11Zij werden ook tot de Refaïeten gerekend, evenals de Enakieten, maar de Moabieten noemden hen Emieten.
12En in Seïr woonden vroeger de Horieten, maar de kinderen van Ezau verdreven hen uit hun bezit, vaagden hen van voor hun ogen weg en gingen in hun plaats wonen; net zoals Israël gedaan heeft met het land van zijn bezit, dat de HEERE hun gegeven heeft.)
13Nu dan, sta op en steek de beek Zered over. Toen staken wij de beek Zered over.
14De tijd dat wij gereisd hebben, vanaf Kades-Barnea totdat wij de beek Zered overtrokken, bedroeg achtendertig jaar: totdat de hele generatie strijdbare mannen uit het midden van het kamp omgekomen was, zoals de HEERE hun gezworen had.
15En ook was de hand van de HEERE tegen hen geweest, om hen in verwarring te brengen, weg uit het midden van het kamp, totdat zij omgekomen waren.
16En het gebeurde, toen alle strijdbare mannen uiteindelijk gestorven waren en uit het midden van het volk verdwenen,
17dat de HEERE tot mij sprak:
18Heden trekt u de grens van Moab over, bij Ar.
19U zult in de nabijheid van de Ammonieten komen. Breng hen niet in het nauw en ga niet de strijd met hen aan, want van het land van de Ammonieten zal Ik u niets in bezit geven. Ik heb het namelijk aan de kinderen van Lot in bezit gegeven.
20(Ook dit werd tot het land van de Refaïeten gerekend. De Refaïeten woonden er vroeger, maar de Ammonieten noemden hen Zamzummieten,
21een groot en talrijk volk, zo lang als de Enakieten. De HEERE heeft hen echter van voor hun ogen weggevaagd. De Ammonieten verdreven hen uit hun bezit en zijn in hun plaats gaan wonen;
22evenals Hij gedaan heeft voor de kinderen van Ezau, die in Seïr wonen: Hij heeft de Horieten van voor hun ogen weggevaagd: zij verdreven hen uit hun bezit en zijn in hun plaats gaan wonen, tot op deze dag.
23En de Kaftorieten, die afkomstig zijn uit Kaftor, hebben de Avvieten, die tot aan Gaza in dorpen woonden, weggevaagd en zijn in hun plaats gaan wonen.)
24Sta op, breek op en trek de beek Arnon over; zie, Ik heb u Sihon, de koning van Hesbon, de Amoriet, en zijn land in uw hand gegeven.
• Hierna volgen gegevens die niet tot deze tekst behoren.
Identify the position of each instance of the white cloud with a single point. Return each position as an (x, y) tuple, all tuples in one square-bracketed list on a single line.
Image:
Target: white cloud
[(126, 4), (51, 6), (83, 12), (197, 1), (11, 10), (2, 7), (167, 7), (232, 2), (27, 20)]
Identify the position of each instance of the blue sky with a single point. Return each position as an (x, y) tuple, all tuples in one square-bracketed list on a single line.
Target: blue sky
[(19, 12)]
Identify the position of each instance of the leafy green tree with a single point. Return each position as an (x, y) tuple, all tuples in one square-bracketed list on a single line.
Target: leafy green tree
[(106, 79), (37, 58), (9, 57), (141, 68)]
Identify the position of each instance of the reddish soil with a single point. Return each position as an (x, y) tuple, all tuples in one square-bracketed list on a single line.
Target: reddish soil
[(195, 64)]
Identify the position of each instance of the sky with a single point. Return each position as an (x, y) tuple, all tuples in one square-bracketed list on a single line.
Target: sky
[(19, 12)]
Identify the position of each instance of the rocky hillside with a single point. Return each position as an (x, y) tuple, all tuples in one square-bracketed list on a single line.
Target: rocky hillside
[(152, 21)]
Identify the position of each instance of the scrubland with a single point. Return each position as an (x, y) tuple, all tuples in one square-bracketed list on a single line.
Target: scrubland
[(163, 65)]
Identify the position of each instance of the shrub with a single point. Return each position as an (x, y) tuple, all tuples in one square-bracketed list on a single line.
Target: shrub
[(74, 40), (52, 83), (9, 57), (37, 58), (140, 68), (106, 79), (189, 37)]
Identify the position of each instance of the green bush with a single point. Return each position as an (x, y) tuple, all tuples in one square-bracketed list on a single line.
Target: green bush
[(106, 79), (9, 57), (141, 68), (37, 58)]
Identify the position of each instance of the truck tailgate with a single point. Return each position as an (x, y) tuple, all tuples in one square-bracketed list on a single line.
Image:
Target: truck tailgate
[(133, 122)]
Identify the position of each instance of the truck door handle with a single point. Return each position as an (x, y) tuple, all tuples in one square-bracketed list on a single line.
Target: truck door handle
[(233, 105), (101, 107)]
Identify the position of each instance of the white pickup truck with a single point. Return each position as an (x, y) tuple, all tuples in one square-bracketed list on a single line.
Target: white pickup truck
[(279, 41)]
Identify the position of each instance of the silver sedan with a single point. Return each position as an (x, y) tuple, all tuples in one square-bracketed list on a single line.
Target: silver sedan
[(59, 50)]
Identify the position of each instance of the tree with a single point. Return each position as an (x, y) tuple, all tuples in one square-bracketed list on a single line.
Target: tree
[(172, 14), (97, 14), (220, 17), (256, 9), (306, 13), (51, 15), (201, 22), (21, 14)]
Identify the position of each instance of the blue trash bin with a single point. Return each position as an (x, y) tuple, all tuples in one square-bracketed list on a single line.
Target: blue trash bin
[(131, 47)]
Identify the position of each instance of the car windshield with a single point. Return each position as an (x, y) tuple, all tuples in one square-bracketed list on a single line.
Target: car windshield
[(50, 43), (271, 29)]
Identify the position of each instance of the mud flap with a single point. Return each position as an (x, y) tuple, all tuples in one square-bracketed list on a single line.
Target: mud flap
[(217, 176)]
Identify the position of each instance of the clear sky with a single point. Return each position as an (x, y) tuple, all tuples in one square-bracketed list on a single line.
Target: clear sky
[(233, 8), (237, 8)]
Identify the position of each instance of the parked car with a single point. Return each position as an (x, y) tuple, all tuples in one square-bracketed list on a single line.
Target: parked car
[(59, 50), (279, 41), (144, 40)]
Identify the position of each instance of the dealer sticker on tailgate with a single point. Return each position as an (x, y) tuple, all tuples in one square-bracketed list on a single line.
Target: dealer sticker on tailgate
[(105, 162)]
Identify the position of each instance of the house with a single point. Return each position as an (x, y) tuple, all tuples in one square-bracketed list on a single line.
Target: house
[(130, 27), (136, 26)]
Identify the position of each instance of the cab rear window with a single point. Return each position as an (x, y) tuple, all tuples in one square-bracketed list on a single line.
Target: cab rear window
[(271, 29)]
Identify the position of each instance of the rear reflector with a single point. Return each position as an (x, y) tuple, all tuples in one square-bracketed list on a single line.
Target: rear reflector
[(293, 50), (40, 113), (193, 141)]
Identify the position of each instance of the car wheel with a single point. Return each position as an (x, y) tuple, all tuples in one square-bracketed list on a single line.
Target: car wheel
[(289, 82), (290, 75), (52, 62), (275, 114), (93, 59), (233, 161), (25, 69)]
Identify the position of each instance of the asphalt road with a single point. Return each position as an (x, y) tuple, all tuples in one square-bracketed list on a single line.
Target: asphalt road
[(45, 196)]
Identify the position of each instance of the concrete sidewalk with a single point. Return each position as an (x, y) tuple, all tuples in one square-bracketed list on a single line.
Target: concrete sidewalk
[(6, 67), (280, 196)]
Begin het in bezit te nemen en ga met hén de strijd aan.
25Op deze dag zal Ik beginnen de volken onder heel de hemel angst en vrees voor u te geven. Zij zullen geruchten over u horen en voor u sidderen en beven.
26Toen stuurde ik boden uit de woestijn Kedemoth naar Sihon, de koning van Hesbon, met woorden van vrede; ik zei:
27Laat mij door uw land trekken. Ik zal uitsluitend over de weg gaan en daar niet van afwijken, naar rechts of naar links.
28Verkoop mij voedsel voor geld, zodat ik kan eten, en geef mij water voor geld, zodat ik kan drinken. Laat mij slechts te voet door uw land trekken
29– zoals de kinderen van Ezau, die in Seïr wonen, en de Moabieten, die in Ar wonen, ook voor mij gedaan hebben – totdat ik de Jordaan oversteek, naar het land dat de HEERE, onze God, ons geven zal.
30Maar Sihon, de koning van Hesbon, wilde ons niet door zijn land laten trekken. De HEERE, uw God, verhardde namelijk zijn geest en verstokte zijn hart, om hem in uw hand te geven, zoals het op deze dag is.
31En de HEERE zei tegen mij: Zie, Ik ben begonnen Sihon en zijn land aan u te geven. Begin zijn land nu daadwerkelijk in bezit te nemen.
32En Sihon trok uit ten strijde, hij en heel zijn volk, ons tegemoet, naar Jahaz.
33En de HEERE, onze God, gaf hem aan ons over, en wij versloegen hem, zijn zonen en heel zijn volk.
34Wij namen in die tijd al zijn steden in en sloegen elke stad met de ban: mannen, vrouwen en kleine kinderen. Wij lieten niemand overblijven.
35Alleen het vee roofden wij voor onszelf, en de buit van de steden die wij innamen.
36Vanaf Aroër, dat aan de oever van de beek Arnon ligt, en de stad die in het beekdal ligt, tot aan Gilead toe, was er geen stad die te hoog voor ons was; de HEERE, onze God, gaf het allemaal aan ons.
37Alleen in de nabijheid van het land van de Ammonieten, heel het gebied langs de beek Jabbok, in de steden van het bergland en in alles wat de HEERE, onze God, ons verboden had, kwam u niet.